Mein Zeichenlehrer hat uns erzählt, warum er überhaupt nicht auf Urlaub fahre: Auf dem Hauptplatz einer wunderschönen Stadt, die er besichtigte, sei ihm – so dass es alle hören konnten – entgegengeschrien worden: „Herr Professa, sind Sie auch da?“ Dass sein Incognito so indezent aufgedeckt wurde, habe ihn dazu veranlasst, nicht mehr zu reisen. Die Reaktion halte ich für übertrieben, aber es gehört schon auch ein wenig zu diesen Ferientagen, dass wir nicht gleich erkannt werden, wenn wir es nicht wollen.

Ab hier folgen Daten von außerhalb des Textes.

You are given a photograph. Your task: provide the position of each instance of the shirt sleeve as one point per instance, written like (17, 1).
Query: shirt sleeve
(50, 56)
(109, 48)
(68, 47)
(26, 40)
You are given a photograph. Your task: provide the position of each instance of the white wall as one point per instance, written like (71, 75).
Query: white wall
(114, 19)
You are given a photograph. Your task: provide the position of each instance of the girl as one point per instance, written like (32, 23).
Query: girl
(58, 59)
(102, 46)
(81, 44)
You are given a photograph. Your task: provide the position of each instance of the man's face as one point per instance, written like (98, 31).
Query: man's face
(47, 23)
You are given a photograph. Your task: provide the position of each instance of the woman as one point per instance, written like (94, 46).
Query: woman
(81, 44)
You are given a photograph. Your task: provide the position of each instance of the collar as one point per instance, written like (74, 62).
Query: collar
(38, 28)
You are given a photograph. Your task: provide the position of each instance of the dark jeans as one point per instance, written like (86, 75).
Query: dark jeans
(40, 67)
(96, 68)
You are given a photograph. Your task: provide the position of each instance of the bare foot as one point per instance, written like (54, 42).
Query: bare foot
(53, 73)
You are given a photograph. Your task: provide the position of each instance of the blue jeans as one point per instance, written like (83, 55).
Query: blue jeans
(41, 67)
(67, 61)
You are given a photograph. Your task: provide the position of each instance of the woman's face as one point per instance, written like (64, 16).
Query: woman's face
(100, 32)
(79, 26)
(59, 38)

Anders ist es mit unserer Identität als Christen. Zwar werden wir unsere Konfession nicht vor uns herposaunen, doch müsste im Verhalten sichtbar werden, dass wir den anderen Menschen schätzen, auch wenn er „nur“ zum Personal eines Hotels gehört oder den Touristen sonstwie behilflich ist. Und sicher freuen sich die Bewohner unseres Urlaubsortes, wenn wir ihre Kirchen nicht nur als Kunstdenkmäler wahrnehmen, sondern darin auch beten, eine Besichtigung durch eine Besinnung ergänzen und – auch dies – die den Sonntag feiernde Kirchengemeinde am Ort dadurch ehren, dass wir ihre Gottesdienste mitfeiern. Hier braucht es kein Incognito!